Monica Casey | WCTV Eyewitness News
May 27, 2019
TALLAHASSEE, Fla. (WCTV) -- About 100 people attended the Memorial Day ceremony at Oakland Cemetery, organized by the Big Bend Honor Guard.
It started at 11 a.m. and ended at noon with a bugle playing, and the raising of the flag to full staff.
Bonnie McHugh is a local Desert Storm and Desert Shield veteran.
"This is me in my 300 Army Reserve Military Police Unit," said McHugh.
She followed in her father's footsteps when he joined the military. Robert C. Dambeck was just 37 years old when he was killed during his third tour in Vietnam. Bonnie was just 13.

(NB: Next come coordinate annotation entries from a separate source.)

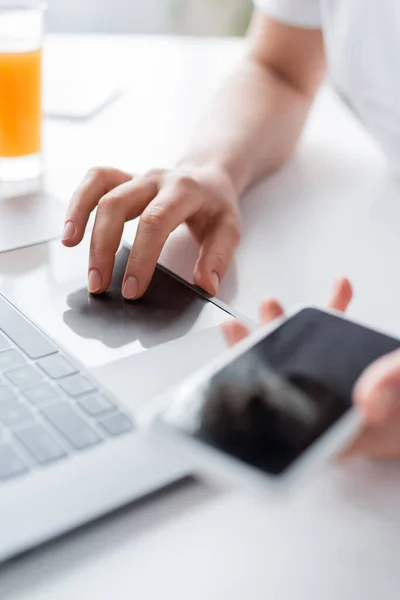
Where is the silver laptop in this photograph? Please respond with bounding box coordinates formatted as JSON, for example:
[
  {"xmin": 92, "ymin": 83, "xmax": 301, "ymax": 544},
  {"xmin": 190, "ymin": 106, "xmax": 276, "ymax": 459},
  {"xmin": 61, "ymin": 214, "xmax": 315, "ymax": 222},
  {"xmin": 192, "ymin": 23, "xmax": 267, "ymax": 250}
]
[{"xmin": 0, "ymin": 257, "xmax": 230, "ymax": 561}]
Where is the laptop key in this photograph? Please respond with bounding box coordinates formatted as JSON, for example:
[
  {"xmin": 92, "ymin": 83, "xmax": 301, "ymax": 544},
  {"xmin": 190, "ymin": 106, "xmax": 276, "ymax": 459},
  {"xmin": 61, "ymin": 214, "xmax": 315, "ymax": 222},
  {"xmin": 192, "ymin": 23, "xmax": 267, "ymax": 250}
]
[
  {"xmin": 37, "ymin": 354, "xmax": 78, "ymax": 379},
  {"xmin": 0, "ymin": 385, "xmax": 16, "ymax": 404},
  {"xmin": 0, "ymin": 294, "xmax": 57, "ymax": 358},
  {"xmin": 59, "ymin": 375, "xmax": 96, "ymax": 398},
  {"xmin": 23, "ymin": 383, "xmax": 61, "ymax": 406},
  {"xmin": 14, "ymin": 425, "xmax": 67, "ymax": 465},
  {"xmin": 4, "ymin": 365, "xmax": 43, "ymax": 389},
  {"xmin": 99, "ymin": 412, "xmax": 133, "ymax": 435},
  {"xmin": 0, "ymin": 444, "xmax": 28, "ymax": 481},
  {"xmin": 0, "ymin": 331, "xmax": 11, "ymax": 350},
  {"xmin": 42, "ymin": 402, "xmax": 101, "ymax": 450},
  {"xmin": 78, "ymin": 394, "xmax": 115, "ymax": 417},
  {"xmin": 0, "ymin": 402, "xmax": 33, "ymax": 427},
  {"xmin": 0, "ymin": 348, "xmax": 26, "ymax": 372}
]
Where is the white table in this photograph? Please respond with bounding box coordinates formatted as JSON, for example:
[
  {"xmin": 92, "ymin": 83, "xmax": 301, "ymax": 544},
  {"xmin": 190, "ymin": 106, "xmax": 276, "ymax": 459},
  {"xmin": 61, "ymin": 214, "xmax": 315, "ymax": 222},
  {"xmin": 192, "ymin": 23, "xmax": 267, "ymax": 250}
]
[{"xmin": 0, "ymin": 38, "xmax": 400, "ymax": 600}]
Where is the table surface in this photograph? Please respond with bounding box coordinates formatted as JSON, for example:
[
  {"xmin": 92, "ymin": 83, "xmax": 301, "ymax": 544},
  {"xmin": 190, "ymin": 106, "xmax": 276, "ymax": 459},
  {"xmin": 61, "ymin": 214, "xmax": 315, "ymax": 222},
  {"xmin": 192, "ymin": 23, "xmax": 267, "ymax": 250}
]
[{"xmin": 0, "ymin": 36, "xmax": 400, "ymax": 600}]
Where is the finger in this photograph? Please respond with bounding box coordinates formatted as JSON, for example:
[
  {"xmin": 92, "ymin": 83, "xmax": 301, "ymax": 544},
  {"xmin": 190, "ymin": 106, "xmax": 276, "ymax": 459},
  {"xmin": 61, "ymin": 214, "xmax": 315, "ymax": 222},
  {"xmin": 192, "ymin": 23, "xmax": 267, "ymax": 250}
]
[
  {"xmin": 122, "ymin": 186, "xmax": 198, "ymax": 300},
  {"xmin": 342, "ymin": 421, "xmax": 400, "ymax": 459},
  {"xmin": 194, "ymin": 217, "xmax": 240, "ymax": 296},
  {"xmin": 260, "ymin": 299, "xmax": 285, "ymax": 325},
  {"xmin": 62, "ymin": 168, "xmax": 132, "ymax": 246},
  {"xmin": 328, "ymin": 277, "xmax": 353, "ymax": 312},
  {"xmin": 353, "ymin": 350, "xmax": 400, "ymax": 425},
  {"xmin": 88, "ymin": 178, "xmax": 158, "ymax": 294},
  {"xmin": 222, "ymin": 321, "xmax": 250, "ymax": 346}
]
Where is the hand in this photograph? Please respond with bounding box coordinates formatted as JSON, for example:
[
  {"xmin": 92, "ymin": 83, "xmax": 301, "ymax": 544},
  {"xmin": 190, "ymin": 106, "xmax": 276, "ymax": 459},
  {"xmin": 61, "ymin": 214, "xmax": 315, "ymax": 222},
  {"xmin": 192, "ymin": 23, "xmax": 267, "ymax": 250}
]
[
  {"xmin": 223, "ymin": 279, "xmax": 400, "ymax": 459},
  {"xmin": 63, "ymin": 167, "xmax": 240, "ymax": 300}
]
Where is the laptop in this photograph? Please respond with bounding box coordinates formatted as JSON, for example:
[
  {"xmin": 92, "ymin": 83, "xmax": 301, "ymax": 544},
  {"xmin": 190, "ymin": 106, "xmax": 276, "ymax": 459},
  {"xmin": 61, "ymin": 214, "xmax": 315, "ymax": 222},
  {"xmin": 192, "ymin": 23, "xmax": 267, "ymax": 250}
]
[{"xmin": 0, "ymin": 255, "xmax": 230, "ymax": 562}]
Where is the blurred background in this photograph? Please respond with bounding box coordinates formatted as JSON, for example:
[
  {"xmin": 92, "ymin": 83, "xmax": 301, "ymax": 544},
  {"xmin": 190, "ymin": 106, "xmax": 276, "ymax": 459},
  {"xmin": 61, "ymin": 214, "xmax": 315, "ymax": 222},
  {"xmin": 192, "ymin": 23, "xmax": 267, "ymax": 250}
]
[{"xmin": 47, "ymin": 0, "xmax": 252, "ymax": 36}]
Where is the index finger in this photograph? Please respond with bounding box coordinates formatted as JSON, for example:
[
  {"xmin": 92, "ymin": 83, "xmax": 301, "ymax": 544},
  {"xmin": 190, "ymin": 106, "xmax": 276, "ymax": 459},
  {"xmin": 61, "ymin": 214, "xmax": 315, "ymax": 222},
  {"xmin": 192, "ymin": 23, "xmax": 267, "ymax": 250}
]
[
  {"xmin": 62, "ymin": 168, "xmax": 132, "ymax": 246},
  {"xmin": 122, "ymin": 186, "xmax": 197, "ymax": 300}
]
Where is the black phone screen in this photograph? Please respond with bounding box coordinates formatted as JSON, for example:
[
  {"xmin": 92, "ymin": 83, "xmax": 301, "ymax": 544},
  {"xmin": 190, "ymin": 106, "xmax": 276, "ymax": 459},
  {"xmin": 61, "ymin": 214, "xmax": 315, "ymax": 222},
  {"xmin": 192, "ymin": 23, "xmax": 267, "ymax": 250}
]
[{"xmin": 167, "ymin": 309, "xmax": 400, "ymax": 476}]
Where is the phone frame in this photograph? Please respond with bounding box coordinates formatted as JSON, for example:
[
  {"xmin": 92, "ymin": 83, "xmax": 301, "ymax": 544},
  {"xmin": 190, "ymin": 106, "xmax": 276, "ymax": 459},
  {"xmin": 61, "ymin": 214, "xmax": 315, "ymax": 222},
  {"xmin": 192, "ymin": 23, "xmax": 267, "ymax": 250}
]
[{"xmin": 147, "ymin": 306, "xmax": 393, "ymax": 493}]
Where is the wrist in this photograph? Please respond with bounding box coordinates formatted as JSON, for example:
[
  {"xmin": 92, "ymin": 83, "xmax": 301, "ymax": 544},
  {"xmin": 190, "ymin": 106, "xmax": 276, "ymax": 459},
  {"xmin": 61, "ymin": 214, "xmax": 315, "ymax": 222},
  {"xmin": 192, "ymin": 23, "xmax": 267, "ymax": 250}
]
[{"xmin": 176, "ymin": 152, "xmax": 243, "ymax": 197}]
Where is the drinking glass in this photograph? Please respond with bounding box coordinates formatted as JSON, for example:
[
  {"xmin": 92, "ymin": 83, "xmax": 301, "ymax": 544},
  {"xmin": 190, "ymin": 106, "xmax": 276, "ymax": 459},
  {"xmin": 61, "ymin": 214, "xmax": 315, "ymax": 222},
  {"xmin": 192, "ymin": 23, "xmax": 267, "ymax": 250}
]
[{"xmin": 0, "ymin": 0, "xmax": 45, "ymax": 182}]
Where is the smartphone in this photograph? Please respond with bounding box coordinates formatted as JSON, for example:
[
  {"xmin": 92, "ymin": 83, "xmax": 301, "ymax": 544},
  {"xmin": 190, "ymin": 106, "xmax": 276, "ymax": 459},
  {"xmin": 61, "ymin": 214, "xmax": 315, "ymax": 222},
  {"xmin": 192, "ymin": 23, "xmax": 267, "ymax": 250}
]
[{"xmin": 154, "ymin": 308, "xmax": 400, "ymax": 494}]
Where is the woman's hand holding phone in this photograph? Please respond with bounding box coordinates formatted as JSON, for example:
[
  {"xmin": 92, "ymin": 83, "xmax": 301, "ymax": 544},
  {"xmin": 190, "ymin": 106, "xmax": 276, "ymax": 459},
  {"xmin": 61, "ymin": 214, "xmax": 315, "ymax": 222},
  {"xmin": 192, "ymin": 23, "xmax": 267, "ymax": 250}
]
[{"xmin": 223, "ymin": 278, "xmax": 400, "ymax": 459}]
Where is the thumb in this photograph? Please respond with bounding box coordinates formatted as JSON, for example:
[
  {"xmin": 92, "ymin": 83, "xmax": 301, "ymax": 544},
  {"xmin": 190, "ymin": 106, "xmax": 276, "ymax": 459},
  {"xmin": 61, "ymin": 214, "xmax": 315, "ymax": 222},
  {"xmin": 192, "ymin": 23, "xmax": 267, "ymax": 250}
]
[
  {"xmin": 194, "ymin": 219, "xmax": 240, "ymax": 296},
  {"xmin": 354, "ymin": 350, "xmax": 400, "ymax": 425}
]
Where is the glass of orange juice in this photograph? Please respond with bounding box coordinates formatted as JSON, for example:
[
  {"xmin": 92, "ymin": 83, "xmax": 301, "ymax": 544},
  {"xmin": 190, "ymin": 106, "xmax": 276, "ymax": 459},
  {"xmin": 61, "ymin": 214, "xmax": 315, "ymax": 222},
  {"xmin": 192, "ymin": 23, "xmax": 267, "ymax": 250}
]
[{"xmin": 0, "ymin": 0, "xmax": 45, "ymax": 182}]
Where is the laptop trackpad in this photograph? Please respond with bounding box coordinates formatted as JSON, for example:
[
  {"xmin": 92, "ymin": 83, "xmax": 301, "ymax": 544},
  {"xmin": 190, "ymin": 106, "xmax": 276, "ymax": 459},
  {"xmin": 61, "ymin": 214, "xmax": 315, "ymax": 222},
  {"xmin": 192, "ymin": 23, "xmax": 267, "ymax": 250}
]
[{"xmin": 92, "ymin": 327, "xmax": 226, "ymax": 412}]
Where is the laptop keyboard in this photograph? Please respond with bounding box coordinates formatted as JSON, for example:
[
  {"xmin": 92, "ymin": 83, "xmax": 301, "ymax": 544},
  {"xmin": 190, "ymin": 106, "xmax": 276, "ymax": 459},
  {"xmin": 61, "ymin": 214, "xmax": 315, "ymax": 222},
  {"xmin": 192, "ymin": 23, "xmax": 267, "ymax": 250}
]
[{"xmin": 0, "ymin": 294, "xmax": 133, "ymax": 484}]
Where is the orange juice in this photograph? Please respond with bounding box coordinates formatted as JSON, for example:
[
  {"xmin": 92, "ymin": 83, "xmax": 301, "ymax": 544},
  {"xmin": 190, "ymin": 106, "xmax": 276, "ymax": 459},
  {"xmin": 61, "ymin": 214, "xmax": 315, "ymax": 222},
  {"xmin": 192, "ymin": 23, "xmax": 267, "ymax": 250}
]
[{"xmin": 0, "ymin": 49, "xmax": 42, "ymax": 158}]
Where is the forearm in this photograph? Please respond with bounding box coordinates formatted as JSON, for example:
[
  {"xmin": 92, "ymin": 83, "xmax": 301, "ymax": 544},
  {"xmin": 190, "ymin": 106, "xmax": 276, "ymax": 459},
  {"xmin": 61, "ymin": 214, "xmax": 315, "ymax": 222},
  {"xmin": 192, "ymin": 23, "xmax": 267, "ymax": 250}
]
[{"xmin": 182, "ymin": 57, "xmax": 312, "ymax": 194}]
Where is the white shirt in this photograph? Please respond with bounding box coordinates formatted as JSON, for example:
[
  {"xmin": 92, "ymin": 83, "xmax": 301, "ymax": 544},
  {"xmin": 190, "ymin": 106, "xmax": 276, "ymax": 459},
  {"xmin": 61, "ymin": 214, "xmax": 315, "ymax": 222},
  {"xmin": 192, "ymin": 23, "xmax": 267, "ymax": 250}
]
[{"xmin": 255, "ymin": 0, "xmax": 400, "ymax": 172}]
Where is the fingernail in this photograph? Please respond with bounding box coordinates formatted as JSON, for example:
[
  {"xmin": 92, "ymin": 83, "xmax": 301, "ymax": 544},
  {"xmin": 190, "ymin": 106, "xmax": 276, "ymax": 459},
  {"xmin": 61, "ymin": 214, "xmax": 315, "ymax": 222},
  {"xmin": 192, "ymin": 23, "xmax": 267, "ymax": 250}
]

"It's times like this that I think of him," said McHugh. "This is why I joined the military."
He was a marine who also served in Korea. McHugh brought an award she received, her father's picture, an etching of his name from the Vietnam war memorial and her family's gold star flag from their window.
"If you're waiting for a veteran to come home, it's blue," said McHugh. "But if they've passed, it's gold."
She also brought hers and her father's dog tags, kept on a chain together.
Retired Navy Chief Paul Lucarelli described his military experience as a team effort.
"It's multiple people doing their job. It's like if you launch one airplane, it takes 100 people to get that airplane airborne, and recovered back. That's what we did," said Lucarelli.
He said he is still a part of that team.
"We reflect on their memories, and we show them honor and respect," said Lucarelli.
The community came together to honor the veterans who made the ultimate sacrifice for our country.
"Let people know that freedom is not cheap," said Lucarelli. "It has a price, and you have to pay the price."
One speaker discussed the importance of visiting a smaller cemetery such as Oakland, in addition to the larger Tallahassee National Cemetery. He said there are 165 veterans buried at Oakland.
"They made the path that we have to walk in and it's because of them that we have our freedom," said McHugh.